Current transport thinking in the UK is dominated by the paradigm of ‘public routes and private vehicles’ where the government is responsible for providing the routes and private industry is responsible for vehicles and the associated technology . This paradigm has produced a market failure where public route capacity is not keeping pace with demand, resulting in ‘congestion’ aka journeys becoming progressively slower, more expensive and more polluting. The alternative paradigm of ‘private vehicles on private routes’ was behind the success of the canals and railways in producing successively cheaper quicker, and cleaner journeys for goods and people and can be adopted to consider a new mode that will deliver these benefits including renewable power and minimum of environmental imoact
One can imagine an adjunctive system for door-to-door journeys using lightweight electric cars operating on short-range batteries for the road journey to junctions with toll-based elevated single-track colonnades routed via rail and road margins. When on these tracks the vehicle will pick up power for tranction and recharge, and be autonomously controlled.
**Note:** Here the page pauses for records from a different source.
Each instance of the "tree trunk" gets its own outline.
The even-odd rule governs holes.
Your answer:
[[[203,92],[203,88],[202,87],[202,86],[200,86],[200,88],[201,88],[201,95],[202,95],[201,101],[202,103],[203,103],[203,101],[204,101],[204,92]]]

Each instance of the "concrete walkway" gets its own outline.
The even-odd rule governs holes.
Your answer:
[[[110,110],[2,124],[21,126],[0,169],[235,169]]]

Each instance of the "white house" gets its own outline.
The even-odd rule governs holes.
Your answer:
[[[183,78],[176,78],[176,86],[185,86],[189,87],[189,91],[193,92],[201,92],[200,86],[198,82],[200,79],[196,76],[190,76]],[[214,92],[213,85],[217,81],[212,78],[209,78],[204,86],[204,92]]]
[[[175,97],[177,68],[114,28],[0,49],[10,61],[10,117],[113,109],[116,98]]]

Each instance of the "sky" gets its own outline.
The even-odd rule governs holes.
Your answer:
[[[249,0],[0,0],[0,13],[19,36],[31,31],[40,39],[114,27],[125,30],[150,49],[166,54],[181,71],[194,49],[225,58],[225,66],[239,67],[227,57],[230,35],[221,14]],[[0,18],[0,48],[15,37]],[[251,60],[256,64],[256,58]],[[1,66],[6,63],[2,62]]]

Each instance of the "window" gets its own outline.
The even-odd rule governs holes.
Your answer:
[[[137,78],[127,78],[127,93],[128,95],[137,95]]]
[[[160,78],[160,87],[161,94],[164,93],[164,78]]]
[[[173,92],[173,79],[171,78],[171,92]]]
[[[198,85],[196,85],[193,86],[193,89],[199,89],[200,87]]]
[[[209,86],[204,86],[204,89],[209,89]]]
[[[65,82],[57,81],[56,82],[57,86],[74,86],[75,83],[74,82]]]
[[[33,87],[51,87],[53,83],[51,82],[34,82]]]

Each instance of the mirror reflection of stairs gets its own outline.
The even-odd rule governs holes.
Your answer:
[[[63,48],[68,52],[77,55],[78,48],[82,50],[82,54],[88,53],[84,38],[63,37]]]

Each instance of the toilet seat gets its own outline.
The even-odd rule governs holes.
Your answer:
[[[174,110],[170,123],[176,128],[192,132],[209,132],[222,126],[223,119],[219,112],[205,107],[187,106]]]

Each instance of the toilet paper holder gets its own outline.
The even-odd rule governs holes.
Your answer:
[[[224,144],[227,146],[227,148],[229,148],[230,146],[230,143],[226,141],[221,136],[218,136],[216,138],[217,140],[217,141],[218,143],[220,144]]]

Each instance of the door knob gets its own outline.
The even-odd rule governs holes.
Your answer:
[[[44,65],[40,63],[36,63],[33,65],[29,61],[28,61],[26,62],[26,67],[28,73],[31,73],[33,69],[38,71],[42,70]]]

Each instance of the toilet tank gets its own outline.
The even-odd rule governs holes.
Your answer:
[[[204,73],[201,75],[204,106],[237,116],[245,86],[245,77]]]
GIS/VR techology would be used during the planning phase to create a ‘digital twin’ that will be capable of rendering the view from every building on the route in order to gain public acceptance, including screning and re-routing if necessary.. The colonnade columns will take up the minimal land and will not cause ‘severance’ for people and wildlife.
By halving journey times and eliminating congestio, such a system would quadruple social and economic opportunities for all users. Additional benefits would include a reduction in traffic on the ordinary roads as well as a replacement of the Treasury’s fuel duty loss via the VAT charge on the toll fee,
And re ‘Telesprawl’ , this proposed new mode would act as a ‘levelling-up’ catalyst for rural and deprived areas.